Der Bericht informiert, dass in einer Erklärung der Regierungsvertreter Deutschlands, Dänemarks und Belgiens und von 25 Unternehmen der stärkerere Ausbau von Offshore-Windkraftanlagen auf See gefordert wird.

Nun ist die Politik gefordert, sagt der Geschäftsführer der AG Offshore-Windenergie.

Auf hoher See ist doch mit Sturm und damit mit flukturierender Stromproduktion zu rechnen.

Mit keinem Wort werden Stromspeicher für überschüssigen Strom erwähnt, die auch zu realisieren sind.
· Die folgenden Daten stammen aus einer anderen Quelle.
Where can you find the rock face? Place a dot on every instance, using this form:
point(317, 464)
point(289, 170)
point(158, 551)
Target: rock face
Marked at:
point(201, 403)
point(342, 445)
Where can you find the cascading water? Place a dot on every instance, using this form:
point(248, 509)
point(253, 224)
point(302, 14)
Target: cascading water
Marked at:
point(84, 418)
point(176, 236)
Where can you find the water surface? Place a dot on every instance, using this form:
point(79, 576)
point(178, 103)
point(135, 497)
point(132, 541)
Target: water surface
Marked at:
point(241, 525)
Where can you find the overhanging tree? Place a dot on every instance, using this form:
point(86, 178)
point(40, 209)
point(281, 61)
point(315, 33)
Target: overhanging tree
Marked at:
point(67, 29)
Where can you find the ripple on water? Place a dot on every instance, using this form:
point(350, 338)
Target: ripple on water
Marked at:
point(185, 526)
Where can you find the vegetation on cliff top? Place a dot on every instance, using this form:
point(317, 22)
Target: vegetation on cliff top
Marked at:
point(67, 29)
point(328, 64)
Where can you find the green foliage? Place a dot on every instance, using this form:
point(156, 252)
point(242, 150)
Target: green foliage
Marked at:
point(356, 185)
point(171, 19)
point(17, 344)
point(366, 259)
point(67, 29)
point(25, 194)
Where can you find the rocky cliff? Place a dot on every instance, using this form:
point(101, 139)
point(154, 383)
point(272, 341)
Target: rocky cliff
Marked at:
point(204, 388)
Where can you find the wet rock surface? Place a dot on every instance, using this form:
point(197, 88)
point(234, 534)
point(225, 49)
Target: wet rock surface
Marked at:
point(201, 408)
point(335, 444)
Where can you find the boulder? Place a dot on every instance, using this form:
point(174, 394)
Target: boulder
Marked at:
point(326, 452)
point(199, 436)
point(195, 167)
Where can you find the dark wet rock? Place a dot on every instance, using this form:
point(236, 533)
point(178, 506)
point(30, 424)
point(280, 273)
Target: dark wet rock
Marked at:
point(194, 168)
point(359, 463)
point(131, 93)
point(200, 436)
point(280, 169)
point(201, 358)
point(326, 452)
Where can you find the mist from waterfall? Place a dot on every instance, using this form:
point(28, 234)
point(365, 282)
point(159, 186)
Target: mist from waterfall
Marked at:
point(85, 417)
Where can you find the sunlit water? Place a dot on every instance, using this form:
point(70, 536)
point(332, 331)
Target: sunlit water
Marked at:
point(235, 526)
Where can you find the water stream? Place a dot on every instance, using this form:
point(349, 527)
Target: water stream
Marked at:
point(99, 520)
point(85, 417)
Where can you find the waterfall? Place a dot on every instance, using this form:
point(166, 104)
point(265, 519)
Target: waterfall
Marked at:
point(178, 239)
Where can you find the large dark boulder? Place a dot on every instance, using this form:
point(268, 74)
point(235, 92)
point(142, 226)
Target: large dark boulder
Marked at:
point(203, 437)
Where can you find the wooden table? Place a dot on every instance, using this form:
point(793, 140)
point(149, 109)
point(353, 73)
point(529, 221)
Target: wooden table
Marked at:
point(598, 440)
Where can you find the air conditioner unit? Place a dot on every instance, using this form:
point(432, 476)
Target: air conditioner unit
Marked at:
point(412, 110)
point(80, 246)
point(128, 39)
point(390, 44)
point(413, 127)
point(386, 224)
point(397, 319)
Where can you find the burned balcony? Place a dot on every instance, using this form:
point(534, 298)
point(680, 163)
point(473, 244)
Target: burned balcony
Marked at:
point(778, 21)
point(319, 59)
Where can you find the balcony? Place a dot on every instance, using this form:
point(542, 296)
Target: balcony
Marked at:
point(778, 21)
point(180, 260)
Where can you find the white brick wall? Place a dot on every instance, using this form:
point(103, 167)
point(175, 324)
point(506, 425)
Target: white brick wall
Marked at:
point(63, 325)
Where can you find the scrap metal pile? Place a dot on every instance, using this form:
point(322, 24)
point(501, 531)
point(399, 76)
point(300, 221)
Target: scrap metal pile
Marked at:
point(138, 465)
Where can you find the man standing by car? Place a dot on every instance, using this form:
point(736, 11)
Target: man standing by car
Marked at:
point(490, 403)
Nicht umsonst wird im Bodensee ein Betonkugelspeicher mit einem Durchmesser von 3 Metern als Stromspeicher für Offshore-Windkraftanlagen getestet.

Wie ist der Arbeitsstand der Erprobung?

Mit welchen Investitionsaufwendungen ist welche Anzahl von Betonkugelspeichern zu realisieren, um welche Stromkapazität zu speichern?

Was ist der Grund, dass bei Erfolgsmeldungen zu Windkraftanlagen nie über die Speicherung des überschüssigen Stroms informiert wird?

Wenn die Berichterstattung zum Ausbau der Windkraftanlagen weiterhin mit Ausgrenzung der Stromspeichertechnologie erfolgt, dann ist das Desinteresse der Politik und der Protest der Bevölkerung vorprogrammiert.